Survei LSI Jadi Patokan Untuk Golkar

Survei LSI Jadi Patokan Untuk Golkar

- detikNews
Selasa, 14 Jun 2011 13:54 WIB
Jakarta - Hasil survei yang dilakukan Lingkaran Survey Indonesia (LSI) besutan Denny JA ditanggapi positif oleh Fraksi Golkar. Hasil survei ini akan dijadikan peta jalan bagi langkah Golkar ke depan.

"Menyangkut hasil survei yang dilakukan LSI, saya kira untuk Golkar itu peta jalan bagi perjuangan Golkar selanjutnya. Untuk mengetahui posisi kita dan tentu saja kita bersyukur kepada Tuhan," kata Sekretaris Fraksi Golkar Ade Komarudin usai pertemuan dengan Bupati Morowali di ruang Fraksi Golkar Gedung DPR, Senayan, Jakarta, Selasa (14/6/2011).

Menurut Ade, hasil survei itu didapat dari kerja keras. Program-program yang dilakukan Aburizal Bakrie sebagai Ketum DPP Golkar selama ini juga sudah menghasilkan peta jalan yang cukup baik dan menghasilkan rasa optimisme.

SCROLL TO CONTINUE WITH CONTENT

"Sekarang 17 persen. Nanti bisa turun lagi. Tergantung kinerja Golkar dalam menjalankan programnya," jelasnya.

Ade mengatakan, kemenangan Golkar dalam survei LSI tersebut bukan hanya berkah 'durian runtuh' dari kasus Nazaruddin.

"Kita tidak mau menang di atas masalah orang lain.

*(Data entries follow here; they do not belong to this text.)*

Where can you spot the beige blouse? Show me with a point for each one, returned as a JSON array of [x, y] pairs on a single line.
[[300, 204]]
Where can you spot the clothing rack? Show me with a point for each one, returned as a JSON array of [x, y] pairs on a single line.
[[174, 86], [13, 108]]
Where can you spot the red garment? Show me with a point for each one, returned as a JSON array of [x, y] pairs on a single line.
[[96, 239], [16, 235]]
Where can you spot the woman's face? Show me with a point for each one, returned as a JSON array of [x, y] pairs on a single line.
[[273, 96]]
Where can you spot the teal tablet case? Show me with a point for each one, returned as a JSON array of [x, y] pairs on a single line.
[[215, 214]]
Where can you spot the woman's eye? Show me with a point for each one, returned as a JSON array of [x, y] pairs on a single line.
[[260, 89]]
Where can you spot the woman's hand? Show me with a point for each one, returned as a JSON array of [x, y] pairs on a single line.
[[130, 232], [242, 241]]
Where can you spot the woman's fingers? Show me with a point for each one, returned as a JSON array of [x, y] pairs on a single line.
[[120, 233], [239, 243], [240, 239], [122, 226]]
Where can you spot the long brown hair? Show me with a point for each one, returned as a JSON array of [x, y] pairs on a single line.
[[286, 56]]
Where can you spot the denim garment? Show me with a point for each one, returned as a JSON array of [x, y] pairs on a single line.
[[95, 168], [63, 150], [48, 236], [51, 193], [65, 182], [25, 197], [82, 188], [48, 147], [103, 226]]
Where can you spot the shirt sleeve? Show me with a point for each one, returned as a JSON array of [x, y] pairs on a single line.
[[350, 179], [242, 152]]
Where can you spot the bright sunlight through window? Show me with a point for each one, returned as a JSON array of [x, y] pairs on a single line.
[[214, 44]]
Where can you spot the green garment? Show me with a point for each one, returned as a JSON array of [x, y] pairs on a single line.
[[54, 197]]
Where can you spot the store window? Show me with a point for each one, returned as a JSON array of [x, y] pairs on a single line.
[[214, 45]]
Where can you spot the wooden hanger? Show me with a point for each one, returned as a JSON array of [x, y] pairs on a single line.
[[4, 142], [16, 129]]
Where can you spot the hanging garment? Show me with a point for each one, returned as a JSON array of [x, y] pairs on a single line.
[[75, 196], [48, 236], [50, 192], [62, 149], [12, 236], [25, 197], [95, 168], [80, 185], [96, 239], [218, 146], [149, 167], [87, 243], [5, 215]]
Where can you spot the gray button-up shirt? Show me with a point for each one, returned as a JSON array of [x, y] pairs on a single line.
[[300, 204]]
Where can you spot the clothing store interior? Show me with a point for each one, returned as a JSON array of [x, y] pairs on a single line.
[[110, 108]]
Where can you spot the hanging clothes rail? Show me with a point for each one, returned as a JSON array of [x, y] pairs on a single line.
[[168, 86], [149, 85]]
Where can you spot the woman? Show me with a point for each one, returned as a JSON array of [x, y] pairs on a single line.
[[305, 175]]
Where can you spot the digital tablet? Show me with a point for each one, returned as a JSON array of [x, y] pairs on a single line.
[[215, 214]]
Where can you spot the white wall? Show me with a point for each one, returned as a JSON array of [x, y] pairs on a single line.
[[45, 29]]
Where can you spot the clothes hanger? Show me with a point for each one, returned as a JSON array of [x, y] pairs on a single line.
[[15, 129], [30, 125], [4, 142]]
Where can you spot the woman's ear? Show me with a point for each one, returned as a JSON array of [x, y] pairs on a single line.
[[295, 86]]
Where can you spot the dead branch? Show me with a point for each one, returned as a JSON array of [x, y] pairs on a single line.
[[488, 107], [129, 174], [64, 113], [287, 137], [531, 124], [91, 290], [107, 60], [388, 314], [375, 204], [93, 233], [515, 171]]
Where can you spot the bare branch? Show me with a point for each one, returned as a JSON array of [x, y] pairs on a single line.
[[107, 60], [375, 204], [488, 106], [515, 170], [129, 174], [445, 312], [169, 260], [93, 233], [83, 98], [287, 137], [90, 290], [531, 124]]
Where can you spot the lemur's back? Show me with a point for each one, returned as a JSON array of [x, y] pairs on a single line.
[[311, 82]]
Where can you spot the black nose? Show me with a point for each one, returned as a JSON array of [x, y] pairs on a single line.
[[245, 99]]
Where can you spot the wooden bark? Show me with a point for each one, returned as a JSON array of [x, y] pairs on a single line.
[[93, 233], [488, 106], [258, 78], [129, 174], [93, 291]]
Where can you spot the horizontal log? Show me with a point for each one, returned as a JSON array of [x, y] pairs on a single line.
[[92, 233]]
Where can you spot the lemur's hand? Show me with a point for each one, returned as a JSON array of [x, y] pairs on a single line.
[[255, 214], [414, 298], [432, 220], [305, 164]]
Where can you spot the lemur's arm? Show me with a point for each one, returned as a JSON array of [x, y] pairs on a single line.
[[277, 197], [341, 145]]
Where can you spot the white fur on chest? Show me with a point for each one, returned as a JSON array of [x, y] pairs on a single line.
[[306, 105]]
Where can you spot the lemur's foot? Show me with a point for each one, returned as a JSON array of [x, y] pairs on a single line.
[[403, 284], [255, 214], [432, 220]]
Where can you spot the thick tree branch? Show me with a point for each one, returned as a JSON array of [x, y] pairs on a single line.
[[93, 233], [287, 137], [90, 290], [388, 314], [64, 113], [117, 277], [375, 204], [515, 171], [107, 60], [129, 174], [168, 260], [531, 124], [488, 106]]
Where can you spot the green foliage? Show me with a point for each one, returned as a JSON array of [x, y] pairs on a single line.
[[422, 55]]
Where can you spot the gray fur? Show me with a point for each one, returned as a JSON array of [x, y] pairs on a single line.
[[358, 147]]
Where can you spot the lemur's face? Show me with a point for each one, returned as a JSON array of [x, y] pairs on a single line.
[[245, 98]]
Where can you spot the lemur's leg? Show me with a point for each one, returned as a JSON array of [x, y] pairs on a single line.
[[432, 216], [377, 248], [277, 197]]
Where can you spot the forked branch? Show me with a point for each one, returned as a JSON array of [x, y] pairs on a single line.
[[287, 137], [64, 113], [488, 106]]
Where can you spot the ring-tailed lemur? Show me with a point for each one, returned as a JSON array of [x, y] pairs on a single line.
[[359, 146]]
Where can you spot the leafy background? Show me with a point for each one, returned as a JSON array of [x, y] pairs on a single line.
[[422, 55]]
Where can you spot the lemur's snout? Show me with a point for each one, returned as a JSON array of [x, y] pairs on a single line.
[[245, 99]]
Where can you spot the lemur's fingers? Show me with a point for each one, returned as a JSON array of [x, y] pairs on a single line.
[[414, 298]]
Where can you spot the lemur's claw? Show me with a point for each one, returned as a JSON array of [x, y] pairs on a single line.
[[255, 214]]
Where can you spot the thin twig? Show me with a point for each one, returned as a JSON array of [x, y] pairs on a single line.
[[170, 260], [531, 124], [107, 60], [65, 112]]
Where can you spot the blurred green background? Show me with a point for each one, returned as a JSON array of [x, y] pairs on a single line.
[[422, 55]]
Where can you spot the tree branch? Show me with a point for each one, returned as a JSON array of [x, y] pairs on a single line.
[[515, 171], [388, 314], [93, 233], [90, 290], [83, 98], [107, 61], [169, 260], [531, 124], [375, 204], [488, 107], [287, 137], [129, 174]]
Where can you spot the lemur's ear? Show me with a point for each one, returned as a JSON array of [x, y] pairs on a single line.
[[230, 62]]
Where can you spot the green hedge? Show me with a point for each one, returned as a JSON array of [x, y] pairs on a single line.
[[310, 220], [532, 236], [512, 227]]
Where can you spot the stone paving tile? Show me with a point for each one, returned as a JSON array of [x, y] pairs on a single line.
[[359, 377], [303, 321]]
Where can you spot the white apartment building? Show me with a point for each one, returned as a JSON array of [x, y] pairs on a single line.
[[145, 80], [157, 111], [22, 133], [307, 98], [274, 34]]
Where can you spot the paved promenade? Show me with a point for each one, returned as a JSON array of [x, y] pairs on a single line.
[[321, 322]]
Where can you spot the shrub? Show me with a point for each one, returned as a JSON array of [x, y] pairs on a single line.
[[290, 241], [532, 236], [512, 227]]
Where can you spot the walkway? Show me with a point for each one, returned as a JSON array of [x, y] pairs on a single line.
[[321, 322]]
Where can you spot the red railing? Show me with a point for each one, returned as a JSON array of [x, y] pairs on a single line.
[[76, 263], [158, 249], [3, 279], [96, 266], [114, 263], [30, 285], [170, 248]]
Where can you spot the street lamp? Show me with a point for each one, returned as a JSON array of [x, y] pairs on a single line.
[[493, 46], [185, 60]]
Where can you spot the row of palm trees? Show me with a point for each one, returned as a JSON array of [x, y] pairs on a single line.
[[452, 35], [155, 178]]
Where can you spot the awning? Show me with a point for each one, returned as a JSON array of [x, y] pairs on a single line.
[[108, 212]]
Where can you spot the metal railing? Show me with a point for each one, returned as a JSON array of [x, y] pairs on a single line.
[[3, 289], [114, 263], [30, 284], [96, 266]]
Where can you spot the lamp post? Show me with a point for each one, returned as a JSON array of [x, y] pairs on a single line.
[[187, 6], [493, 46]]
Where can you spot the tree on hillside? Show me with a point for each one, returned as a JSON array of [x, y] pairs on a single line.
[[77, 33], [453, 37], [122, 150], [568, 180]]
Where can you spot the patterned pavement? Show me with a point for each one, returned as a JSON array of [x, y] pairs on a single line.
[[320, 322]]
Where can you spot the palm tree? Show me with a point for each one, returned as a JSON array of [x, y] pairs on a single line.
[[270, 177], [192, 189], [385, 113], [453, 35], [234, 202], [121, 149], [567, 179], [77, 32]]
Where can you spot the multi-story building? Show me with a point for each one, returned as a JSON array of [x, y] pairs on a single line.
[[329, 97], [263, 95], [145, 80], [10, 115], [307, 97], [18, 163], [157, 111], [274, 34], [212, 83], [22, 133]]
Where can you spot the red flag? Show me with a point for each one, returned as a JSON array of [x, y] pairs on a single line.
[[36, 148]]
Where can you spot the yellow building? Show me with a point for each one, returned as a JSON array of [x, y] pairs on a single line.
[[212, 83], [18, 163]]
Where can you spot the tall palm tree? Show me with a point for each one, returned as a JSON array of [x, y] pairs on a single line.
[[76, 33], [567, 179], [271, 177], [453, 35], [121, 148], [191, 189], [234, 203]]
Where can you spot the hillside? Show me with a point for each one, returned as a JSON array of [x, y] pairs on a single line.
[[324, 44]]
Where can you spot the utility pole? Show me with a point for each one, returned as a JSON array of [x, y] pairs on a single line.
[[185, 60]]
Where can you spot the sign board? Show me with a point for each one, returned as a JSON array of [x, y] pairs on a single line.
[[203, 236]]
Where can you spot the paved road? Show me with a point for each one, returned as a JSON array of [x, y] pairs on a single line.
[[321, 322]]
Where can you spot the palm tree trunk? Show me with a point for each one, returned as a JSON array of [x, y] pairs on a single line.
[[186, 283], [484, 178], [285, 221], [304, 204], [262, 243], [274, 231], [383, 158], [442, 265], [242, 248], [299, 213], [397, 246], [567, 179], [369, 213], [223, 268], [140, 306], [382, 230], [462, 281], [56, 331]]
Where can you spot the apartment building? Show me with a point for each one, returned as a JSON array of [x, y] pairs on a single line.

Kita ingin menang karena memang prestasi mengabdi pada masyarakat," jelasnya.

Saat ditanyakan mengenai survey LSI tersebut dibiayai Golkar, Ade tak membantah dan tak juga membenarkan. Menurut Ade, dalam setiap survei, Golkar ingin mengetahui mana tingkat elektibilitasnya yang tinggi.

"Golkar dengan semua surveyor bekerjasama. Karena nggak mungkin dilakukan oleh 1 surveyor. Saya tidak tahu apakah itu dibiayai Golkar atau bukan," jawabnya.

Survei LSI menyebut, Partai Demokrat pada Januari 2011 meraih dukungan 20,5 persen kini pada Juni 2011 hanya memperoleh 15,5 persen. Sedangkan Partai Golkar pada Januari 2011 hanya 13,5 persen, kini menanjak menjadi 17,9 persen atau unggul di atas Demokrat. Lalu PDIP pada Januari 2011 suara berkisar 12 persen, pada Juni 2011 mencapai 14,5 persen.

"Golkar diuntungkan atas adanya kasus Nazaruddin. Kenapa Golkar? Karena Golkar punya platform menyerupai PD. Jadi dia ini tidak ideologis maupun agama, tapi di tengah-tengah," ujar Direktur Eksekutif Lingkaran Survei Indonesia (LSI) Denny JA, di Kantor LSI, Jl Pemuda, Rawamangun, Jakarta Timur, Minggu (12/6) kemarin.